S E L E C T E D P A S S A G E S F R O M W I L L I A M S H A K E S P E A R E
[Henry’s rousing speech to his troops before the battle of Agincourt must qualify him as the best (fictional) motivational speaker of all time—in my opinion. Click HERE to view the youtube video clip of Kenneth Branagh’s stirring performance in his 1989 film Henry V.]
O that we now had here
But one ten thousand of those men in England
That do no work to-day!
KING HENRY V
What’s he that wishes so?
My cousin Westmoreland? No, my fair cousin:
If we are mark’d to die, we are enow
To do our country loss; and if to live,
The fewer men, the greater share of honour.
God’s will! I pray thee, wish not one man more.
By Jove, I am not covetous for gold,
Nor care I who doth feed upon my cost;
It yearns me not if men my garments wear;
Such outward things dwell not in my desires:
But if it be a sin to covet honour,
I am the most offending soul alive.
No, faith, my coz, wish not a man from England:
God’s peace! I would not lose so great an honour
As one man more, methinks, would share from me
For the best hope I have. O, do not wish one more!
Rather proclaim it, Westmoreland, through my host,
That he which hath no stomach to this fight,
Let him depart; his passport shall be made
And crowns for convoy put into his purse:
We would not die in that man’s company
That fears his fellowship to die with us.
This day is called the feast of Crispian:
He that outlives this day, and comes safe home,
Will stand a tip-toe when the day is named,
And rouse him at the name of Crispian.
He that shall live this day, and see old age,
Will yearly on the vigil feast his neighbours,
And say ‘To-morrow is Saint Crispian:’
Then will he strip his sleeve and show his scars.
And say ‘These wounds I had on Crispin’s day.’
Old men forget: yet all shall be forgot,
But he’ll remember with advantages
What feats he did that day: then shall our names.
Familiar in his mouth as household words
Harry the king, Bedford and Exeter,
Warwick and Talbot, Salisbury and Gloucester,
Be in their flowing cups freshly remember’d.
This story shall the good man teach his son;
And Crispin Crispian shall ne’er go by,
From this day to the ending of the world,
But we in it shall be remember’d;
We few, we happy few, we band of brothers;
For he to-day that sheds his blood with me
Shall be my brother; be he ne’er so vile,
This day shall gentle his condition:
And gentlemen in England now a-bed
Shall think themselves accursed they were not here,
And hold their manhoods cheap whiles any speaks
That fought with us upon Saint Crispin’s day.
[Click HERE to view the youtube clip of Kenneth Branagh’s rendering of the tennis balls episode in Henry V. The action is from the last third of Act 1, Scene 2.]
[Click HERE to view the youtube video clip of the prologue to Kenneth Branagh’s Henry V, performed by Derek Jacobi.]
O for a Muse of fire, that would ascend
The brightest heaven of invention,
A kingdom for a stage, princes to act
And monarchs to behold the swelling scene!
Then should the warlike Harry, like himself,
Assume the port of Mars; and at his heels,
Leash’d in like hounds, should famine, sword and fire
Crouch for employment.

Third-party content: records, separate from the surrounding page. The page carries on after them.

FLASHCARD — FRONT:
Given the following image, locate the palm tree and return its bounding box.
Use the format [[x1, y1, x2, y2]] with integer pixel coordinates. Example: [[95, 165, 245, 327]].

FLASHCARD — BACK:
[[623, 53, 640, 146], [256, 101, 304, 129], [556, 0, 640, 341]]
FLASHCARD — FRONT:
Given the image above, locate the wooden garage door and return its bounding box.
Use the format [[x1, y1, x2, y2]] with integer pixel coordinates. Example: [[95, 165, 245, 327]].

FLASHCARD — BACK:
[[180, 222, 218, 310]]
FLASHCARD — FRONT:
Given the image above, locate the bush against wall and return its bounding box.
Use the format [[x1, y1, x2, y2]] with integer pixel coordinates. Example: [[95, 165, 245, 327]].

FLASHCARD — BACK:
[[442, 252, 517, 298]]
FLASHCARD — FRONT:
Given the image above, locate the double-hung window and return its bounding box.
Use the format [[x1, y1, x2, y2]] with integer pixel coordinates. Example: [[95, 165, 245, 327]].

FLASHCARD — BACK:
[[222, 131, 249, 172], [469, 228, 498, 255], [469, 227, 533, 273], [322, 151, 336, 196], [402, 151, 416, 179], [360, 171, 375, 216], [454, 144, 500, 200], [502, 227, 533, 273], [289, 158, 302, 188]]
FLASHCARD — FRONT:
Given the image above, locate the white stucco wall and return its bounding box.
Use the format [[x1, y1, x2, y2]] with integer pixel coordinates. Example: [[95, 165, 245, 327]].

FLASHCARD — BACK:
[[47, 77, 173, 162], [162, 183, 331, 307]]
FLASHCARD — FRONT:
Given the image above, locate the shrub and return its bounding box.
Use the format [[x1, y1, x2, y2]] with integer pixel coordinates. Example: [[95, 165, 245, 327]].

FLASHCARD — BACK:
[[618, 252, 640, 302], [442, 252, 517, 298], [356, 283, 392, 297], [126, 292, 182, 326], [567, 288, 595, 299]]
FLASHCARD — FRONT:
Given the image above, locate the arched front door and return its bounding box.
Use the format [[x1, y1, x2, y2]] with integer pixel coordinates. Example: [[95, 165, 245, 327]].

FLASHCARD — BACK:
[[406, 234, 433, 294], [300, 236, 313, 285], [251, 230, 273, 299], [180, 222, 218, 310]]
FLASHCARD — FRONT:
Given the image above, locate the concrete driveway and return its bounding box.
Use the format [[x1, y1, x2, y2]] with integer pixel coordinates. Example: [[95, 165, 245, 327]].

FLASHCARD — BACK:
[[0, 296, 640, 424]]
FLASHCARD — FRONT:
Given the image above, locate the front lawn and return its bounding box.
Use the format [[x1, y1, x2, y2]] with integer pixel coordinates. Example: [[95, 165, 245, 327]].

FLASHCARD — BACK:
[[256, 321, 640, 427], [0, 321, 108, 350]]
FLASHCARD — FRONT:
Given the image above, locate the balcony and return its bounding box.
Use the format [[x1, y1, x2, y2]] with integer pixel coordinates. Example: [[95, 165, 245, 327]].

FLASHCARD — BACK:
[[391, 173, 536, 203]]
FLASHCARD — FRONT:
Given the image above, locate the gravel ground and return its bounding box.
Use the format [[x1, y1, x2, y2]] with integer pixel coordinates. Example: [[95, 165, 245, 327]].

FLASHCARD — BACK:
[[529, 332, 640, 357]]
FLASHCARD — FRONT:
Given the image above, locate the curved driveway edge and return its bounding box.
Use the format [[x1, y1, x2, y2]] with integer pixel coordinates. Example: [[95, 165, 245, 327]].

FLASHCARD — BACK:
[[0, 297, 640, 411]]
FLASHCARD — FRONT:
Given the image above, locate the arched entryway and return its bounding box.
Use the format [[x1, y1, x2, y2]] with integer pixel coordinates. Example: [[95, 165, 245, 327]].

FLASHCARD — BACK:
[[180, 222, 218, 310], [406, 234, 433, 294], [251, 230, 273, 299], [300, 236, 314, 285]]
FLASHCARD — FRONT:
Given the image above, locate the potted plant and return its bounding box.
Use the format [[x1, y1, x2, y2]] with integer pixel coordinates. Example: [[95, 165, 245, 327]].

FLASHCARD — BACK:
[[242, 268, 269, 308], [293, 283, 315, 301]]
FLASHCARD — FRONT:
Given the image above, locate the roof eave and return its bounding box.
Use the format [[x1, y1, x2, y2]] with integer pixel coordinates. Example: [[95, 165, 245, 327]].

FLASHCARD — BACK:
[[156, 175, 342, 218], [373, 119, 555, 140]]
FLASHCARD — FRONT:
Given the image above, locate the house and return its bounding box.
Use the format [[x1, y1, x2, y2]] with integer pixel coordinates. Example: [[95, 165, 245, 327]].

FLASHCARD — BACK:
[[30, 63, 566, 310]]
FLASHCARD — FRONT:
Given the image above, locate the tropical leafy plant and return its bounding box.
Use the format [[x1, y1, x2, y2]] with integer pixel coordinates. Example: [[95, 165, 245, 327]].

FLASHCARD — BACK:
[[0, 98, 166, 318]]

But pardon, and gentles all,
The flat unraised spirits that have dared
On this unworthy scaffold to bring forth
So great an object: can this cockpit hold
The vasty fields of France? or may we cram
Within this wooden O the very casques
That did affright the air at Agincourt?
O, pardon! since a crooked figure may
Attest in little place a million;
And let us, ciphers to this great accompt,
On your imaginary forces work.
Suppose within the girdle of these walls
Are now confined two mighty monarchies,
Whose high upreared and abutting fronts
The perilous narrow ocean parts asunder:
Piece out our imperfections with your thoughts;
Into a thousand parts divide on man,
And make imaginary puissance;
Think when we talk of horses, that you see them
Printing their proud hoofs i’ the receiving earth;
For ‘tis your thoughts that now must deck our kings,
Carry them here and there; jumping o’er times,
Turning the accomplishment of many years
Into an hour-glass: for the which supply,
Admit me Chorus to this history;
Who prologue-like your humble patience pray,
Gently to hear, kindly to judge, our play.
[Click HERE to view the youtube video clip of the epilogue to Kenneth Branagh’s Henry V, performed by Derek Jacobi. The clip begins, however, with Henry trying to win the affection of the French King’s daughter, who is soon to become his wife as part of the political settlement between the two warring kingdoms.]
Thus far, with rough and all-unable pen,
Our bending author hath pursued the story,
In little room confining mighty men,
Mangling by starts the full course of their glory.
Small time, but in that small most greatly lived
This star of England: Fortune made his sword;
By which the world’s best garden be achieved,
And of it left his son imperial lord.
Henry the Sixth, in infant bands crown’d King
Of France and England, did this king succeed;
Whose state so many had the managing,
That they lost France and made his England bleed:
Which oft our stage hath shown; and, for their sake,
In your fair minds let this acceptance take.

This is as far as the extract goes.